For Eastmoreland, that time arrived in 1910 when W. M. Ladd donated 40 acres to an old business partner of his father's to form Reed College. The college, he felt, would draw homeowners interested in a stately community similar to those they may have recently left in Boston and parts East. Ladd commissioned a plan for 1,270 home sites. The name Eastmoreland distinguished the neighborhood and yet connected it to the new Westmoreland development lying across the railroad tracks.

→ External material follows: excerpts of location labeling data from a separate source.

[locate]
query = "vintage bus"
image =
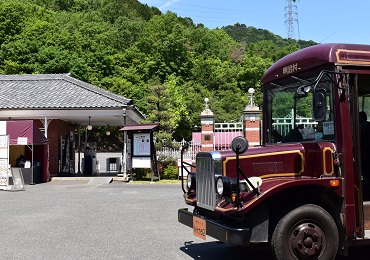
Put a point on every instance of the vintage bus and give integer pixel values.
(304, 194)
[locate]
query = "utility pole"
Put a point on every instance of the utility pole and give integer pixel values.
(291, 17)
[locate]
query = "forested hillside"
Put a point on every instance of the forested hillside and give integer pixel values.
(165, 63)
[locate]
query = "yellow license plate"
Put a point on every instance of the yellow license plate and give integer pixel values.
(199, 227)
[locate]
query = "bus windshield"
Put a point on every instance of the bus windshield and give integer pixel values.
(289, 116)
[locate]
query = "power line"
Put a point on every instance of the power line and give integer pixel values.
(291, 15)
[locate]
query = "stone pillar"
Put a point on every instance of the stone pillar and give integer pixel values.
(251, 122)
(207, 121)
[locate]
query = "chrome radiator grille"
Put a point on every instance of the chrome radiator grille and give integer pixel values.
(207, 169)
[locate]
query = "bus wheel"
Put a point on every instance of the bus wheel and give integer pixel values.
(306, 232)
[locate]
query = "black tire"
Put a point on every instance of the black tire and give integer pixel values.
(306, 232)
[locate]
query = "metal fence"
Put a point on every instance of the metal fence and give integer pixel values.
(224, 133)
(284, 125)
(189, 154)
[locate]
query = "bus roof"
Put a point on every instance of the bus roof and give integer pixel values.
(318, 55)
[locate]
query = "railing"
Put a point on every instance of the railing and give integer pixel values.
(226, 132)
(284, 125)
(189, 154)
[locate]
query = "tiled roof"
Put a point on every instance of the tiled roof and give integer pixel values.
(54, 91)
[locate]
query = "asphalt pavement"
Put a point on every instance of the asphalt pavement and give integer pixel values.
(77, 220)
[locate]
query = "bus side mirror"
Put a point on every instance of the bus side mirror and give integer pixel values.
(319, 104)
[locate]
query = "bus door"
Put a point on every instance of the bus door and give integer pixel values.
(359, 85)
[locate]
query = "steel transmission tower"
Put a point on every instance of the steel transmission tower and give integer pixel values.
(291, 16)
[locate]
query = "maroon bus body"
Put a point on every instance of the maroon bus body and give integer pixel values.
(320, 173)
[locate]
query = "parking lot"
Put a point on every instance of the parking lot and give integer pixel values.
(77, 220)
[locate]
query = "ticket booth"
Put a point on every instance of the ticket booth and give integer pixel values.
(139, 150)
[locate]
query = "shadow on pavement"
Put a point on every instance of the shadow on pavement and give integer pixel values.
(219, 251)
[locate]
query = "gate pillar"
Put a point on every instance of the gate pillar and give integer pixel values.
(252, 121)
(207, 121)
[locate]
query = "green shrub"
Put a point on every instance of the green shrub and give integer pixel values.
(141, 174)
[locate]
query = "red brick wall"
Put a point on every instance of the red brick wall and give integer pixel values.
(207, 132)
(252, 132)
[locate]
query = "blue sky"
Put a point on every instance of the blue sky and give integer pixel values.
(323, 21)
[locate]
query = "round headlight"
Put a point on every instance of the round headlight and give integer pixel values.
(220, 186)
(190, 181)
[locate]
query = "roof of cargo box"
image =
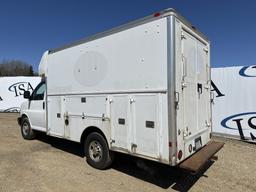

Unfortunately, sales did not meet expectations. Even the donation of 150 acres to the city to build a course for the new craze - golf - did not attract enough residents. As a consequence, Eastmoreland homes show a wide range of architectural styles popular in the 1920's and 1930's, including Tudor, Colonial, stone, and stucco. Today the neighborhood is well established and stable. Of 1500 lots, only a few remain empty.
But Eastmoreland residents do not consider their neighborhood done growing. They participate annually in the Friends of Trees program to reforest urban areas, planting and maintaining hundreds of trees. Residents are also deepening their ties with Reed College. The college has begun publishing events schedules to neighborhood residents and taking residents' advice on college development and building issues. Residents are also working with TriMet on its proposal to site a light rail station at the Bybee overpass dividing East and Westmoreland.